Dans l'histoire de la médecine, au moins jusqu'au XVI siècle, l'histoire de l'aromathérapie se confond en grande partie avec celle de la phytothérapie. Les plantes, dans leur ensemble, constituaient la base de la pharmacopée des civilisations antiques.
Si l'on retrouve les traces de méthodes de distillation ou d'extraction, en Chine ou en Inde, datant de plusieurs millénaires, c'est en Égypte que leur utilisation a été avérée. En Grèce, les écrits de Dioscoride font référence à l'utilisation d'extraits aromatiques. Les Romains les utilisèrent aussi sous forme d'onguents gras.
On attribue au médecin alchimiste arabe Jabir Ibn Hayyan l'invention, au X siècle, de l'alambic. Les procédés d'extractions s'améliorèrent par la suite, les pharmacopées les utilisant surtout après le XVI siècle. C'est à partir du XIX siècle, que l'on commença à isoler et classifier les principes actifs des molécules odoriférantes ce qui permit leur utilisation spécifique.
XX siècle, L'école française. En 1910, le chimiste René Maurice Gattefossé qui faisait des recherches en parfumerie, se brûla grièvement les mains, lors d'une explosion de laboratoire. Très gravement brûlé, et soigné selon les moyens de la médecine contemporaine, il fut rapidement atteint de gangrène gazeuse. En dernier recours, retirant ses bandages, il appliqua sur ses plaies infectées de l’huile essentielle de lavande. Selon la légende, les résultats furent stupéfiants, et confirmèrent son intuition : l’essence de lavande possédait de réelles propriétés antiseptiques et cicatrisantes . Dès lors, il consacra une partie de ses recherches aux propriétés des huiles essentielles.

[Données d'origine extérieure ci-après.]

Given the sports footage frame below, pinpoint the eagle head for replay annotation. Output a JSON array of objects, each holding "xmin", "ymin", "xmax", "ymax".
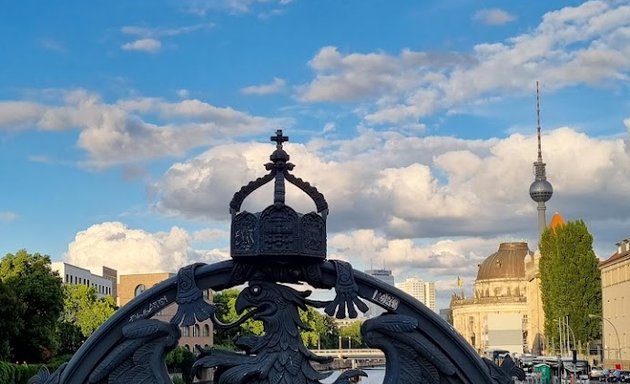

Il est à l'origine du néologisme "aromathérapie", devenu peu après un mot courant.
Dans les années 1960, le Docteur Jean Valnet reprit les travaux de Gattefossé et publia des ouvrages de référence.
Ils sont considérés comme les pères de l'aromathérapie moderne. Par la suite, Pierre Franchomme, avec la notion de chémotype contribua à l'amélioration de la qualité des extraits utilisés.
À la fin du XX siècle, au même titre que l'ensemble de la pharmacognosie, l'aromathérapie bénéficia de l'avancée des méthodes d'analyses, en particulier de la chromatographie. La distinction précise des composés aromatiques permit à la médecine de mieux appréhender leurs mécanismes d'action, et d'affiner leur prescription.